Смерть Повелителя Снов. Глава... всё-таки шестая

Марк Шейдон
    - Снег, – чуть слышно роняет он. Я даже не сразу понимаю, что это реплика, а не вздох, смешанный с треском пламени. – Так много. Но ведь тепло.
    - Не люблю холод. А снег – он красив. Он делает мир чистым… и прекрасным, как всё мимолетное… что является лишь на миг и тотчас же ускользает. Но этот миг способен пронзить сердце… ослепить.

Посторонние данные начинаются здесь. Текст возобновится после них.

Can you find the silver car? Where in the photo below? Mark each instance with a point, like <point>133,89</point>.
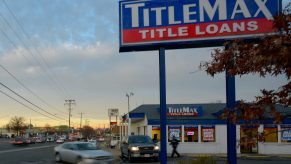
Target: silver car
<point>82,152</point>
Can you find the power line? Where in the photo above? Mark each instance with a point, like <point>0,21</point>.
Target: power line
<point>42,57</point>
<point>30,101</point>
<point>29,89</point>
<point>33,56</point>
<point>70,103</point>
<point>25,105</point>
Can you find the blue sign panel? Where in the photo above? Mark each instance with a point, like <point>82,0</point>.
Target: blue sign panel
<point>185,110</point>
<point>149,24</point>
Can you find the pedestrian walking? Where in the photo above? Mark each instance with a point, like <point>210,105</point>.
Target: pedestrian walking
<point>174,143</point>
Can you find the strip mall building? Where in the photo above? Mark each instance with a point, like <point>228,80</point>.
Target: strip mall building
<point>200,131</point>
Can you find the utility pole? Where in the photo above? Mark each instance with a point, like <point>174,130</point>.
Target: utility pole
<point>70,103</point>
<point>128,95</point>
<point>81,119</point>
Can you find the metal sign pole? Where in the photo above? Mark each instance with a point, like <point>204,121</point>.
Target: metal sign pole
<point>163,108</point>
<point>231,127</point>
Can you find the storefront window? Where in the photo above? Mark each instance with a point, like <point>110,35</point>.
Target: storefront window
<point>208,133</point>
<point>286,133</point>
<point>190,133</point>
<point>248,139</point>
<point>156,133</point>
<point>270,133</point>
<point>174,131</point>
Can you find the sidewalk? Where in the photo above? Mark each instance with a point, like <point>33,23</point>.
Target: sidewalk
<point>218,158</point>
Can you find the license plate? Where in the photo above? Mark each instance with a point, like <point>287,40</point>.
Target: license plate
<point>147,155</point>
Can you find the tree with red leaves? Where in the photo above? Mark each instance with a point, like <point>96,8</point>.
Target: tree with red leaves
<point>270,56</point>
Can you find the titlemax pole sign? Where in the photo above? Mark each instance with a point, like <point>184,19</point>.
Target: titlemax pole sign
<point>149,24</point>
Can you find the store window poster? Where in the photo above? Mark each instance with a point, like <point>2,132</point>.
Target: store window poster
<point>208,134</point>
<point>174,131</point>
<point>286,133</point>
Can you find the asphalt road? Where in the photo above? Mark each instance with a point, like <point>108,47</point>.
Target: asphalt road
<point>43,154</point>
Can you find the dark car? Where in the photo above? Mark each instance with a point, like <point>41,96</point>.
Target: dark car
<point>19,141</point>
<point>82,152</point>
<point>139,146</point>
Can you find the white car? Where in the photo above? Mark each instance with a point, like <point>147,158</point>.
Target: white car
<point>60,140</point>
<point>82,152</point>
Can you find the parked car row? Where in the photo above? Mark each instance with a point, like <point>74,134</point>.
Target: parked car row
<point>81,152</point>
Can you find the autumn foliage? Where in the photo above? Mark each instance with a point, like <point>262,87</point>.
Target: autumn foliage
<point>270,55</point>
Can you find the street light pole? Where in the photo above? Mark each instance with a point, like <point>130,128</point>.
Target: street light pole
<point>129,121</point>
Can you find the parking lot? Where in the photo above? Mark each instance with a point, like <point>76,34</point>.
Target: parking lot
<point>42,153</point>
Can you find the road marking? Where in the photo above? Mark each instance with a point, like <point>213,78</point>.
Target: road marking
<point>30,148</point>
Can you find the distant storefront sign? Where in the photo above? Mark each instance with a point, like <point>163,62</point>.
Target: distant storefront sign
<point>208,133</point>
<point>113,123</point>
<point>185,111</point>
<point>113,112</point>
<point>174,132</point>
<point>149,24</point>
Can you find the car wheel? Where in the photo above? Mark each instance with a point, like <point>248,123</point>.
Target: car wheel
<point>58,157</point>
<point>130,159</point>
<point>79,160</point>
<point>157,159</point>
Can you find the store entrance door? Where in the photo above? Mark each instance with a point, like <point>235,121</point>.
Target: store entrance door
<point>248,139</point>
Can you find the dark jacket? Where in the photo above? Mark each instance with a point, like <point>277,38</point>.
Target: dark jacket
<point>174,142</point>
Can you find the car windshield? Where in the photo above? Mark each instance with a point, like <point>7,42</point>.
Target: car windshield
<point>139,139</point>
<point>85,146</point>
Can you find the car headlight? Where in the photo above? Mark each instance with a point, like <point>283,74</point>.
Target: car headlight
<point>135,148</point>
<point>156,148</point>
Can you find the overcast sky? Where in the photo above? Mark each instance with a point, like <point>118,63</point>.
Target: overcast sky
<point>68,49</point>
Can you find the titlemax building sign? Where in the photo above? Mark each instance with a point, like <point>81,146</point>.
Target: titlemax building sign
<point>168,22</point>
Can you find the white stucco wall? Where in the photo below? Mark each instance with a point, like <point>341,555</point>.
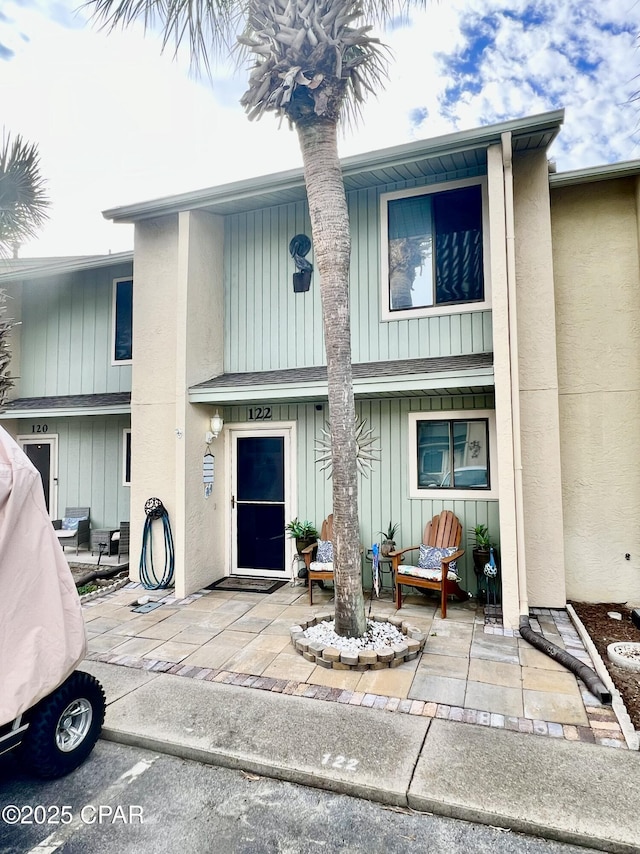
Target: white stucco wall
<point>177,316</point>
<point>538,384</point>
<point>595,248</point>
<point>510,565</point>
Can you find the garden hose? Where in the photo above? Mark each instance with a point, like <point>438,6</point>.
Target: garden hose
<point>155,509</point>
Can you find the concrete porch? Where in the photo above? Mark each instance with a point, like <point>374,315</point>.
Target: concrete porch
<point>471,670</point>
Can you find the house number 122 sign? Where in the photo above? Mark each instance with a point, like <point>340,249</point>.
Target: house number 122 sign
<point>259,413</point>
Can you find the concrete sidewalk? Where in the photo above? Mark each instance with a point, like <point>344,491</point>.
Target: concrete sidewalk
<point>568,791</point>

    По его губам скользит призрак улыбки. Но от неё, словно отрицая и внезапную горячность моих слов, и само моё место в мире, веет тёмным, бездонным  холодом.
    - И обратить в пепел. Значит, здесь всё, как любишь ты? Даже погода?
    Я поднимаю брови. Что в столь естественном порядке вещей его удивляет?
    - Ах, ну да. Смешной вопрос. – И он снова замолкает. Теперь надолго. Но меня это решительно не устраивает.
    - Здесь есть не только снег. Пойдём.
    И стремительно выхожу из павильона, не оборачиваясь. Зная, что он послушно следует за мной. Он всегда так послушен… и это выводит меня из себя. Покорность и молчание… и взгляд, всегда устремлённый вдаль, в неведомое, в огонь. Никогда – мне в глаза. Словно он боится меня? Или с трудом переносит.
    Или это изменится, или я сегодня же избавлюсь от него навсегда. Что за власть у этого странного существа – не делая вообще ничего, вызывать у меня то тревогу, то раздражение?
    Куда он смотрит сейчас, из глубин своей немой темноты, неслышно ступая за мною шаг в шаг? Себе под ноги, на приснившийся мне когда-то сложный узор из речных камушков? На бриллиантовые в лучах рассвета зимние вуали деревьев? Надеюсь, не мне в затылок…
    - Иди рядом, – сухо командую я. Он подчиняется. Тропа неширокая, и мы почти касаемся друг друга. Почти, поскольку он явно старается не касаться. Что ж… с моей любовью к одиночеству я вполне могу понять того, кто стремится к нему столь отчаянно.
    Вот только здесь мой мир, и ты уж извини, в первую очередь исполняться будут мои желания.
    А сейчас… отчего-то я хочу удивить его. И наконец, обратить далёкий взор этих лесных глаз на себя.
    
    Тропа вьётся меж синих елей и высоких кустарников, озёр в перьях камыша и тихо шелестящих по гальке ручьёв… крохотных беседок, чьё единственное назначение – украшать, потому что каждая из них – произведение искусства, каждая изысканна и неповторима. Иные из них я убираю лёгким движением руки, сперва ради острого, на грани боли, очарования потери, затем – потому, что от этого его лицо неуловимо меняется. Но я успеваю заметить… и продолжаю игру.
    Птица спускается мне на плечо; другое уже занято детёнышем лемура и белкой. Мой спутник искоса бросает на них непонятный взгляд.
    - От зверей ты можешь избавиться так же просто, как от беседки?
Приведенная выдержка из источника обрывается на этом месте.